What kinds of expectations to you find yourself having to readjust?  What honing would make you a more useful human being?  Leave a comment and let us know.

(Or am I expecting too much?)

Tuesday, June 11, 2013

Helping Us Think

If you want to think more widely, more deeply and with zest, have I got a resource for you.  The "Brain Pickings" weekly fills the bill.  Check out http://www.brainpickings.org and get on their email list.  From last Sunday's offering:

"What I'd like to say to all of you is that you are all going ato die . . . You have, in fact, already begun to die. "  This is how Joss Whedon begins his commencement address to Weslyan graduates and families in 2013.

Accompanied by art of various kinds, this is only one mind-blowing bit of input that grabs both left brain and right brain.

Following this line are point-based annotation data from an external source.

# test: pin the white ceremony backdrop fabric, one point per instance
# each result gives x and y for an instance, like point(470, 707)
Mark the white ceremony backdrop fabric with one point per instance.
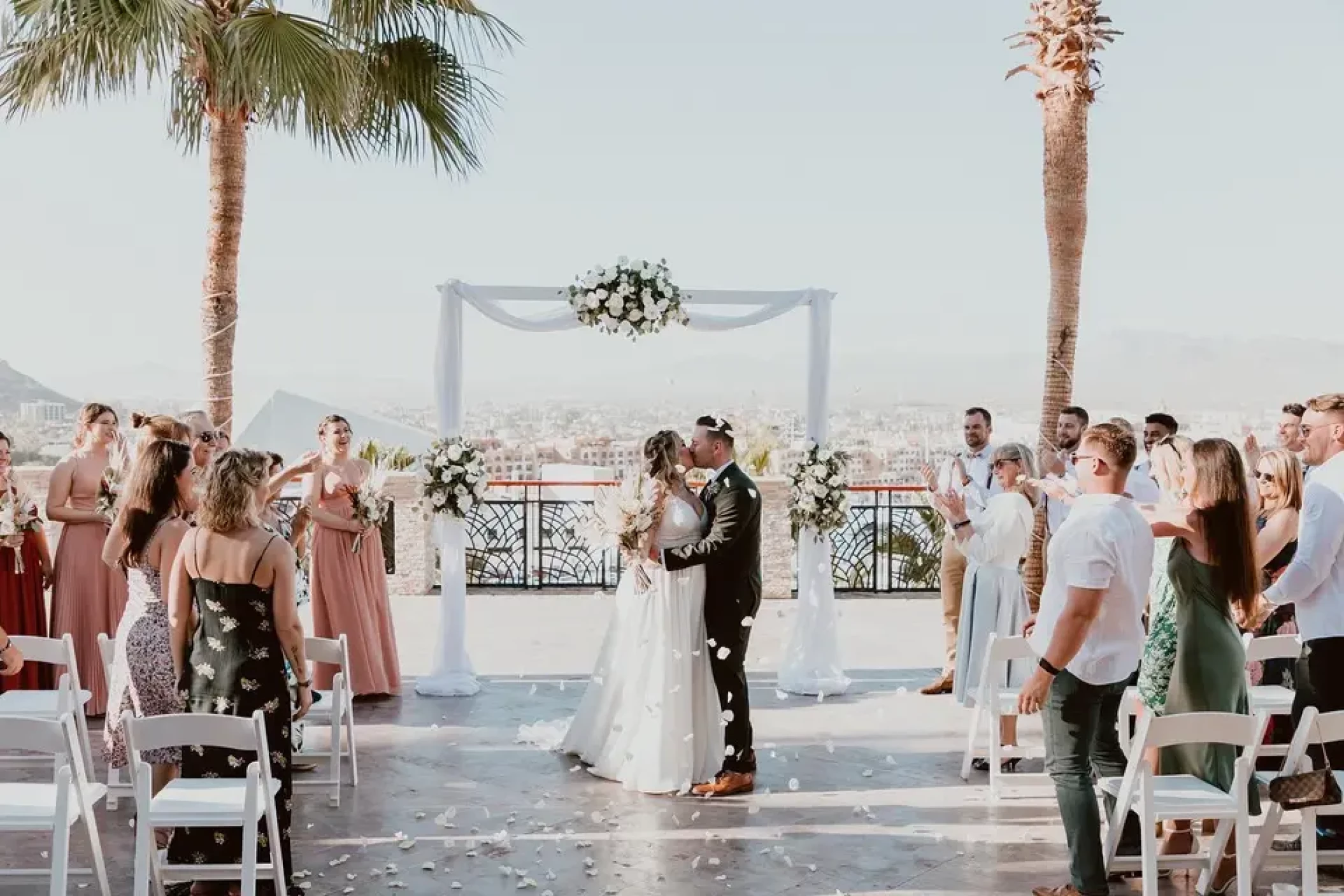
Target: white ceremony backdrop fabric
point(812, 661)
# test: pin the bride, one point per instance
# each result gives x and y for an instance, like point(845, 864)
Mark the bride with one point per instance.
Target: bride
point(650, 718)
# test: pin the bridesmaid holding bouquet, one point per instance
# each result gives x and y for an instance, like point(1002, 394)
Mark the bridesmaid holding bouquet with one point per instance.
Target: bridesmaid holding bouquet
point(348, 585)
point(25, 570)
point(88, 597)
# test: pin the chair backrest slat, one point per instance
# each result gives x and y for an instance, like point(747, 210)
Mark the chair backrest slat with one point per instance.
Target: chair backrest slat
point(49, 651)
point(323, 651)
point(1276, 646)
point(191, 730)
point(34, 735)
point(1012, 648)
point(1205, 729)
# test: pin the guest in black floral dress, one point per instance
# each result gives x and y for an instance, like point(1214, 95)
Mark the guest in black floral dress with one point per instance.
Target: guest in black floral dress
point(239, 580)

Give it a try.  Let us know what you think by leaving a comment.

Sunday, June 9, 2013

Public Speaking - 1

The sermon this morning got me thinking about speaking.  My wife teaches public speaking in a university, and I have had nearly a lifetime of public speaking experience (and had a great teacher and coach).  Here's what I noticed today.


  • A good public speaker knows her/his subject.
  • A better public speaker knows his/her audience and her/his subject.
  • An even better public speaker doesn't need to read the talk, but can give it with only occasional reference to notes.
  • A great public speaker accomplishes all the above while involving the audience.  

What do I mean by "involving the audience"?

One way is to get them laughing.  Appropriate humor provides a way for the audience to laugh, titter, smile, guffaw or otherwise participate.

Another way is to ask rhetorical questions and then wait a few moments for people to answer in their minds.

Yet another method is to ask a question and take a few answers from the audience or congregation.  Provide enough time for people to think, then to realize that they (he, she) is welcome to answer out loud.

Good communication is a two-way process.  No one really enjoys being 'talked at'.

What do you think?  Leave a comment and let us know.

Monday, June 3, 2013

We Get Excited, We Get Depressed

Most of us who permit ourselves the full range of emotion, the wide range of relationships and the ongoing awareness of whatever and whoever is around us have noticed.  We have noticed how proud, how excited, how great we feel when a child learns something new.  A new word, a new physical skill,  a new social ability, the ability to think for oneself just sends us "over the moon" as my wife would say.

We also have noticed ways in which we feel saddened when a person ages into a stumble, matures into mental confusion, or otherwise grows into ill-advised stubbornness.  We might get depressed, in fact.

We have coaches and teachers to help us grow when we are children, and whether we like it or not we have to listen to them, emulate them, test their ideas.  It seems to me, however, that few of us are aware of coaches and teachers for the latter years of our lives.  Maybe there aren't many.

Maybe we aren't looking.

I think of some of the older people I have known who aged gracefully, forgetting more and more but retaining a sense of good cheer.  Some fell and broke a hip but were gracious and caring to those who visited them.  Others did not want to leave their houses or apartments, but did when the time came, partly to be safer and partly to make life easier on their friends, children and even grandchildren.  They were examples.

They were not teachers or coaches, exactly.  They could not tell others what skills they employed, and that we must employ one day.

Maybe part of what depresses us when we are around the aging who are older is fear.  Fear for ourselves skidding into that unfamiliar territory and getting "D's" and "F's".